# Lesson 8: Reasoning about Solving Equations (Part 2)

Let’s use hangers to understand two different ways of solving equations with parentheses.

## 8.1: Equivalent to $2(x+3)$

Select all the expressions equivalent to $2(x+3)$.

1. $2 \boldcdot (x+3)$
2. $(x + 3)2$
3. $2 \boldcdot x + 2 \boldcdot 3$
4. $2 \boldcdot x + 3$
5. $(2 \boldcdot x) + 3$
6. $(2 + x)3$

## 8.2: Either Or

1. Explain why either of these equations could represent this hanger: $14=2(x+3)$ or $14=2x+6$

2. Find the weight of one circle. Be prepared to explain your reasoning.

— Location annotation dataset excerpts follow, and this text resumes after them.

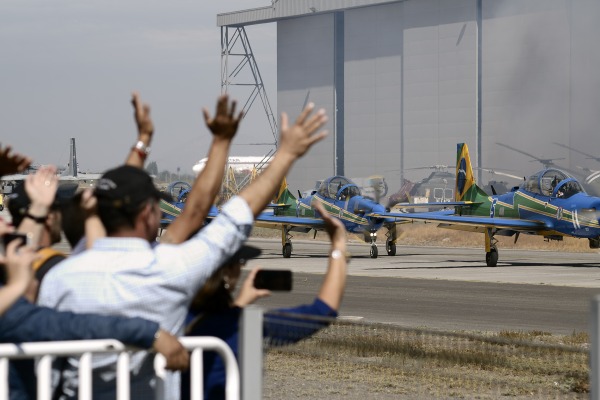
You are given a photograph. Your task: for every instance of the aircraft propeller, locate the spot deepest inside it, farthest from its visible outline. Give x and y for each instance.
(546, 162)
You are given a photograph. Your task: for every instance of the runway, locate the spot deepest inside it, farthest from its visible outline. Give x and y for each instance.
(449, 288)
(446, 288)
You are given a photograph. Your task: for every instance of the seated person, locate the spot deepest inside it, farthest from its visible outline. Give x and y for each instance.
(213, 311)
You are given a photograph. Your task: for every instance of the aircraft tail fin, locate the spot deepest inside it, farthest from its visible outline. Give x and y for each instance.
(466, 188)
(72, 166)
(284, 196)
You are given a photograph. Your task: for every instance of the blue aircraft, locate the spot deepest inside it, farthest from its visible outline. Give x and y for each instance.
(341, 198)
(550, 203)
(338, 195)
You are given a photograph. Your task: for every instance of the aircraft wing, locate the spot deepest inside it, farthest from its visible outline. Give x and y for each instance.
(448, 218)
(271, 220)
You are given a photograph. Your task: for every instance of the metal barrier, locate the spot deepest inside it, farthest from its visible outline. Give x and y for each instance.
(86, 348)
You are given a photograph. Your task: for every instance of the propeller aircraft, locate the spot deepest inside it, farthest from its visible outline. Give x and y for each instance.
(339, 196)
(588, 178)
(550, 203)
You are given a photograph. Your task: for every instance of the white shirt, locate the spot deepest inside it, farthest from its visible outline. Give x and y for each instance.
(127, 277)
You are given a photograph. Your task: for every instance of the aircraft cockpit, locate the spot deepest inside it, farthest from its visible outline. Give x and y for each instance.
(339, 188)
(552, 183)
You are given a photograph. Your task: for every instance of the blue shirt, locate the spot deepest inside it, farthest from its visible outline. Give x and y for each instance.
(277, 329)
(129, 277)
(25, 322)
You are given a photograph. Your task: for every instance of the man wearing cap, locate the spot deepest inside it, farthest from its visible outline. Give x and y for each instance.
(123, 274)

## 8.3: Use Hangers to Understand Equation Solving, Again

Here are some balanced hangers. Each piece is labeled with its weight. For each diagram:

1. Assign one of these equations to each hanger:

$2(x+5)=16$

$3(y+200)=3\!,000$

$20.8=4(z+1.1)$

$\frac{20}{3}=2\left(w+\frac23\right)$

2. Explain how to figure out the weight of a piece labeled with a letter by reasoning about the diagram.
3. Explain how to figure out the weight of a piece labeled with a letter by reasoning about the equation.

## Summary

The balanced hanger shows 3 equal, unknown weights and 3 2-unit weights on the left and an 18-unit weight on the right.

There are 3 unknown weights plus 6 units of weight on the left. We could represent this balanced hanger with an equation and solve the equation the same way we did before.

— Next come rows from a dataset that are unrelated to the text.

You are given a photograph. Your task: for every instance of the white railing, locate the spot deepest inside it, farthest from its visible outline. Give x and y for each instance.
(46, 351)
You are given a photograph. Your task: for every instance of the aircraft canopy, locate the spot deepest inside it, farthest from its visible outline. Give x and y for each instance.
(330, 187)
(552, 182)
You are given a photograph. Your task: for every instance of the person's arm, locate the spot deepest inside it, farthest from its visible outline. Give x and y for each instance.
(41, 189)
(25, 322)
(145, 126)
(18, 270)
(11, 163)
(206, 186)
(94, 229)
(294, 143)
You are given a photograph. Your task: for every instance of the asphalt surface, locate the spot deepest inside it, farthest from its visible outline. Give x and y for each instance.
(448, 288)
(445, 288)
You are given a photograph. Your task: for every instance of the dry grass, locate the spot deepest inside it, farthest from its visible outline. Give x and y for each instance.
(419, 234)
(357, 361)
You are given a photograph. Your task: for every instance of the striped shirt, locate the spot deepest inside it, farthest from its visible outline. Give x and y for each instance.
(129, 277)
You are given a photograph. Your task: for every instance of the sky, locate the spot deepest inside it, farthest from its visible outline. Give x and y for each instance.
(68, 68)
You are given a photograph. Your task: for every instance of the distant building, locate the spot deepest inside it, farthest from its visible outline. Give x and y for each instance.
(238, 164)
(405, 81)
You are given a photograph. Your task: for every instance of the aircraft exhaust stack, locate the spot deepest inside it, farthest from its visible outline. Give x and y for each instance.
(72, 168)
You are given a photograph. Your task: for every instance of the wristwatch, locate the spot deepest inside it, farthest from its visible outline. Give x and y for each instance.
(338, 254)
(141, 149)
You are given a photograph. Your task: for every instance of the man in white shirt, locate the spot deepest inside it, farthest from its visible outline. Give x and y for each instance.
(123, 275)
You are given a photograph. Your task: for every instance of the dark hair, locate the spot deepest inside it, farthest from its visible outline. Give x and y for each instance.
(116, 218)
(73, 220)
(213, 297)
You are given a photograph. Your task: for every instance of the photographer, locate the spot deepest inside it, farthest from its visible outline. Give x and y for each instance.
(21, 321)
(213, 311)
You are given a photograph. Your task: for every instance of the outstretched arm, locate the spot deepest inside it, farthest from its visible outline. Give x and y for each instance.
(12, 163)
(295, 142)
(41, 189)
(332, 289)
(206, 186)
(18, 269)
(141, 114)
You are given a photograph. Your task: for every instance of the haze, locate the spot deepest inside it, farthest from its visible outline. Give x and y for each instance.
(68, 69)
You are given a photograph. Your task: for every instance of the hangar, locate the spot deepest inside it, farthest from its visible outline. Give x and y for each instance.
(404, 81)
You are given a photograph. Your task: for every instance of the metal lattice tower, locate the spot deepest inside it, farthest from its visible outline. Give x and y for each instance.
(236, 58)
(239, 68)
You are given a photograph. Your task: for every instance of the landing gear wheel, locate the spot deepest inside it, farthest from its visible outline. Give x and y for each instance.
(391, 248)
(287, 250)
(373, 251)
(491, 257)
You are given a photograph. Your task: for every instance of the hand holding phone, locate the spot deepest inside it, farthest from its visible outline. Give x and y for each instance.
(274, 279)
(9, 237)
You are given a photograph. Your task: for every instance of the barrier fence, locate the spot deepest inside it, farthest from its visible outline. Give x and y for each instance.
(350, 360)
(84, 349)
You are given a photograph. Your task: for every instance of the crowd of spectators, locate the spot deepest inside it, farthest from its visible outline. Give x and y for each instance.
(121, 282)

\begin {align} 3x+6&=18 \\ 3x&=12 \\ x&=4 \\ \end{align} Since there are 3 groups of $x+2$ on the left, we could represent this hanger with a different equation: $3(x+2)=18$. The two sides of the hanger balance with these weights: 3 groups of $x+2$ on one side, and 18, or 3 groups of 6, on the other side. The two sides of the hanger will balance with $\frac13$ of the weight on each side: $\frac13 \boldcdot 3(x+2) = \frac13 \boldcdot 18$. We can remove 2 units of weight from each side, and the hanger will stay balanced. This is the same as subtracting 2 from each side of the equation. An equation for the new balanced hanger is $x=4$. This gives the solution to the original equation. Here is a concise way to write the steps above:

\begin{align} 3(x+2) &= 18 \\ x + 2 &= 6 & \text{after multiplying each side by } \tfrac13 \\ x &= 4 & \text{after subtracting 2 from each side} \\ \end{align}